# Perhaps light burn? Light green leaves + Yellow droopping leaves? (First Grow)



## L473R (Jun 1, 2008)

I have started my first grow, from 4 seeds, 2 never sprouted, 1 sprouted and died shortly after getting it's first leaves(seed leaves) and one is going strong.

Probally about 1 1/2" to 2" tall.

However the leaves are a very pale light green (And from all the photos I have seen they should be a dark green) and they are turning yellow, starting from the bottom up.

The soil is a mix of basic generic potting mix with perlite.

I water once every couple of days, (2-3) to allow the soil to dry out and for it to get some O2 (It gets completely dry before I water again so I doubt it is overwatering).

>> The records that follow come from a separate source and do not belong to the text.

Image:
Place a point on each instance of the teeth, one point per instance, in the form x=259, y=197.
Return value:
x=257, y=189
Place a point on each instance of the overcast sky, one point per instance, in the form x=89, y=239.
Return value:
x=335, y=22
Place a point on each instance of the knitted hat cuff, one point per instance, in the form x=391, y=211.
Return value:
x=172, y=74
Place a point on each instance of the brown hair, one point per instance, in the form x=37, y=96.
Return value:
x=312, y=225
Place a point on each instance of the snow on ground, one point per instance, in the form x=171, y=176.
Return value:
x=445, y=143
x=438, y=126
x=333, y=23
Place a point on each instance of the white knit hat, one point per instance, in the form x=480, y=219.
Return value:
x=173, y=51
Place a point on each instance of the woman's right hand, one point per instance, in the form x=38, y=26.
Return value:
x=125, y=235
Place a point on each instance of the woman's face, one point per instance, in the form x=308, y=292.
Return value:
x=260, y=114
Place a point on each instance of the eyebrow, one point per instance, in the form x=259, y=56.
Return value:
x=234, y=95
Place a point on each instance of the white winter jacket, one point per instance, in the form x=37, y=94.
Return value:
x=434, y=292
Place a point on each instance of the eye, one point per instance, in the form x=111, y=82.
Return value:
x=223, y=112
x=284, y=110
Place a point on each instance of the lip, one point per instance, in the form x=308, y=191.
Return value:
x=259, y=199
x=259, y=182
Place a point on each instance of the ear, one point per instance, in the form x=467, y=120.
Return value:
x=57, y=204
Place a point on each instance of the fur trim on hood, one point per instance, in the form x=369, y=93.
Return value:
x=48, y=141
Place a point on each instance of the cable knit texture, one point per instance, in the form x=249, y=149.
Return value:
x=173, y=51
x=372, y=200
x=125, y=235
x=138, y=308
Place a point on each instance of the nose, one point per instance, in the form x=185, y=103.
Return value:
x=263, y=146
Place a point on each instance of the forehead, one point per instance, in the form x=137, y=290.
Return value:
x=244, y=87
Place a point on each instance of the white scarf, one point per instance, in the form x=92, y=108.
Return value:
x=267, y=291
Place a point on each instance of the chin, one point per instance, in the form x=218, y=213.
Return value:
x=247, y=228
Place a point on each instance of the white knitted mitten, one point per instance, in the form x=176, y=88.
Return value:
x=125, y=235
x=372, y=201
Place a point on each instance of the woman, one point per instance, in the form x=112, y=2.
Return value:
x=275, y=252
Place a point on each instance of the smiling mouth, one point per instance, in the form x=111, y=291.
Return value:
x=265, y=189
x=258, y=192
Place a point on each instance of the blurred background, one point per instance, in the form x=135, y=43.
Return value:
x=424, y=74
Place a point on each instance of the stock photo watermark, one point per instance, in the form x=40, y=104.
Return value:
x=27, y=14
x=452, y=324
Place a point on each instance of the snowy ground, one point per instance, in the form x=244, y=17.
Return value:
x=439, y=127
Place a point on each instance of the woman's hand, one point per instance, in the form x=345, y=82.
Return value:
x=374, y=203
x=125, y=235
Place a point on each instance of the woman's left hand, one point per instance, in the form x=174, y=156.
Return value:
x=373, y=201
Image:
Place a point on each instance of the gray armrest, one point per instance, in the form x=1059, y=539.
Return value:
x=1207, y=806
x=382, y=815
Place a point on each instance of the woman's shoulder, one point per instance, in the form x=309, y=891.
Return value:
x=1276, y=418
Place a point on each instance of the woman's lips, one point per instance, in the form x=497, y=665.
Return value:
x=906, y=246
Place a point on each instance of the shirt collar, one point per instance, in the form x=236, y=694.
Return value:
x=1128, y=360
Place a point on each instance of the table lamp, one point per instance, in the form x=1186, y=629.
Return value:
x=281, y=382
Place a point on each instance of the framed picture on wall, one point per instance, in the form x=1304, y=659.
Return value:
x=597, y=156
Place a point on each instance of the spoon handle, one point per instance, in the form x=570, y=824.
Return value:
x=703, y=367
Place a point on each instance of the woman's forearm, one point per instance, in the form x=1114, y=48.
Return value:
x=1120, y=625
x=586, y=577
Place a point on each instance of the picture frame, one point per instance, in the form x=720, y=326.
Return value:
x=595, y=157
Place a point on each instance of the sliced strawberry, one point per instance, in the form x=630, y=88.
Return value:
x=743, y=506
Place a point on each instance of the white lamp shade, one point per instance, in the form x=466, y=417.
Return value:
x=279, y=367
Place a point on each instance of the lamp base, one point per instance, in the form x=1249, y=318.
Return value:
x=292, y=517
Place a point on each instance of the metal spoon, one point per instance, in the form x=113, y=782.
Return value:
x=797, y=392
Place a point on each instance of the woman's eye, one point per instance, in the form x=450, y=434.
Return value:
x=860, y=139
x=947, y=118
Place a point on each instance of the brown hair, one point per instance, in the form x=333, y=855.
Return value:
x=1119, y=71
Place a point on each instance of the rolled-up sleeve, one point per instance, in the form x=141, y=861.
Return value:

I have added no fertilizer yet, I want to soon but none as yet, so it cannot be fert burn as far as I know.

It is under 84w of CFL's.

It was sitting at 14.5 EV (156lux) and I have sinced move the lights higher so it sits at 13.5 (145lux - Half the amount of light).

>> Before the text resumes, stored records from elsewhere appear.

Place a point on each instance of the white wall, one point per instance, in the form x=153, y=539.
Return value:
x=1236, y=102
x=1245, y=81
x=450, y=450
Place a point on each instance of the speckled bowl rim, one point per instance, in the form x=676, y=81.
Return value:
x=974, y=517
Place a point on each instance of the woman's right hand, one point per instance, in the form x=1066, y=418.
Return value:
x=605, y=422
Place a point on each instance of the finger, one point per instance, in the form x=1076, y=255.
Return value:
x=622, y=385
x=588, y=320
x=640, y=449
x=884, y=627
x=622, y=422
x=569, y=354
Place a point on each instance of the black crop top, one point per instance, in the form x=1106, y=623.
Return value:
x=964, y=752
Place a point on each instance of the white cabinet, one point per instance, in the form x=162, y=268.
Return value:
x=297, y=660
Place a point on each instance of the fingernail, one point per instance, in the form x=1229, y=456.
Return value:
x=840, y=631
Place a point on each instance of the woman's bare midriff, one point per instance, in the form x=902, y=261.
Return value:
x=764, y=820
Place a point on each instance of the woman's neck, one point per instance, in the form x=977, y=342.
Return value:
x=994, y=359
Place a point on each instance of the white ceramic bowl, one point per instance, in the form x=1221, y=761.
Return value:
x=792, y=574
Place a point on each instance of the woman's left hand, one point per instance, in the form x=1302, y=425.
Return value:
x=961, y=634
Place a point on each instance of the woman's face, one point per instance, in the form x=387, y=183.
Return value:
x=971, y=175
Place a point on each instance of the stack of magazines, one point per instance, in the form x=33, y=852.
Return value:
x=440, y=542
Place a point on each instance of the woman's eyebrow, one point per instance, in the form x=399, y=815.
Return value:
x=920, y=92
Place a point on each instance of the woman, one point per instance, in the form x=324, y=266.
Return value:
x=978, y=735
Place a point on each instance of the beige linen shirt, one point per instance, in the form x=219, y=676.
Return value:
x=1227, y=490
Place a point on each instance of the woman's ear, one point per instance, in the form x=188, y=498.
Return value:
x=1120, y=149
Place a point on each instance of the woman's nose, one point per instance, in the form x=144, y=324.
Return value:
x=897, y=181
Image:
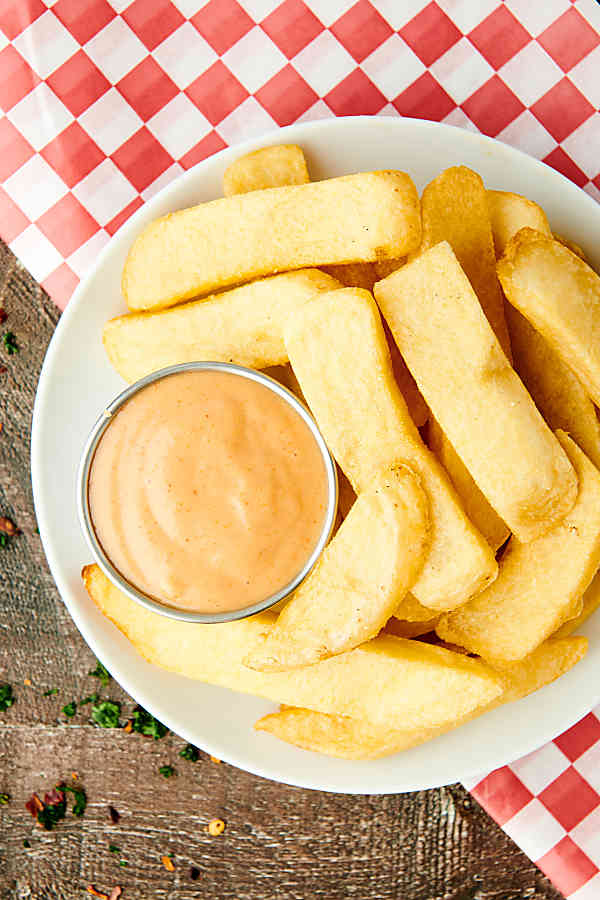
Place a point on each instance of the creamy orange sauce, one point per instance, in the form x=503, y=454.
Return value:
x=208, y=491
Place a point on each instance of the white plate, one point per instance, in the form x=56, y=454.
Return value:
x=77, y=381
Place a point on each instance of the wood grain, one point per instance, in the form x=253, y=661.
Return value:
x=280, y=842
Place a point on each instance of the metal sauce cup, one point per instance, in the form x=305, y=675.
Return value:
x=113, y=573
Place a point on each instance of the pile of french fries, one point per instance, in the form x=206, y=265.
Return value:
x=449, y=350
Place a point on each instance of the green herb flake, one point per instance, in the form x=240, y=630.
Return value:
x=144, y=723
x=101, y=672
x=79, y=799
x=106, y=713
x=190, y=753
x=6, y=696
x=10, y=343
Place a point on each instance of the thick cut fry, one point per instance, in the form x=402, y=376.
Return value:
x=243, y=326
x=339, y=353
x=455, y=209
x=540, y=584
x=229, y=241
x=560, y=296
x=590, y=603
x=509, y=213
x=387, y=680
x=474, y=393
x=554, y=387
x=264, y=168
x=360, y=579
x=483, y=516
x=349, y=738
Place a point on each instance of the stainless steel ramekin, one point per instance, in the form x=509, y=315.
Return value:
x=84, y=508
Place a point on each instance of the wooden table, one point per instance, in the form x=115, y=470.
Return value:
x=279, y=841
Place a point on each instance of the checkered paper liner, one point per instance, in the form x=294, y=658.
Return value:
x=103, y=103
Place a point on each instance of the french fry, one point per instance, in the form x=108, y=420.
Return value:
x=479, y=511
x=337, y=348
x=244, y=326
x=349, y=738
x=560, y=296
x=387, y=680
x=475, y=394
x=371, y=563
x=554, y=387
x=265, y=168
x=236, y=239
x=454, y=208
x=509, y=213
x=540, y=584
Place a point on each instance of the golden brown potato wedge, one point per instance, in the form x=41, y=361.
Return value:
x=233, y=240
x=474, y=393
x=349, y=738
x=454, y=208
x=243, y=326
x=388, y=680
x=540, y=584
x=371, y=563
x=560, y=296
x=268, y=167
x=339, y=353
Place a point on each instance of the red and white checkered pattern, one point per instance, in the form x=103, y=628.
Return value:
x=102, y=103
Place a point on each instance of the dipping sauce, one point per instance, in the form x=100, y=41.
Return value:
x=208, y=491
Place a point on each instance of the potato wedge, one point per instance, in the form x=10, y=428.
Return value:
x=474, y=393
x=454, y=208
x=560, y=296
x=554, y=387
x=387, y=680
x=268, y=167
x=236, y=239
x=244, y=326
x=509, y=213
x=540, y=584
x=479, y=511
x=349, y=738
x=338, y=350
x=371, y=563
x=590, y=603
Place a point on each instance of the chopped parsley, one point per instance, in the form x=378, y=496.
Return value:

It is a stocky little seedling because it was about 2inches from the light and has a fan blowing on it continuously, however now it is about 4 inches away or so. There is also a larger fan sucking the air away from the lights, it is warm but not hot air.

However, I don't want to move the lights too far and would rather try to find another way around this problem as space is limited.

I would have thought 14.5 EV would be perfect as it simulates natural daylight (full sun in summer)?

Is this normal and I should move it back closer to the lights? Should they be this light green color?

Thankyou in advance.


----------



## HippyInEngland (Jun 1, 2008)

How old is it?

Your grow medium looks sodden, a small plant has small roots, 1 watering could easily last it a week, just because the surface dried out does not mean the soil is dry, it looks like your overwatering it.


----------



## L473R (Jun 1, 2008)

I watered it about an hour before taking the photo ...

It is about two weeks old, I will let it dry out for about 4-6 days to see if that helps?

I usually stick my finger in the soil about 3/4 - 1 inch deep to check for moisture before watering it, it is always dry.


----------



## 4u2sm0ke (Jun 1, 2008)

yeah...looks like you are over watering...purchase a moister meter from local garden store about $15.....also move your light as close as you can without burning it...(put your hand over the top of canopy if light is to hot for the back of your hand then its to hot for your girl...move it up until you dont get to hot)..Hope this helps  Good luck


----------



## HippyInEngland (Jun 1, 2008)

The roots need air, what your doing is letting the top dry and the roots are continually in wetness, your slowly drowning it.

How deep is the pot your growing it in?


----------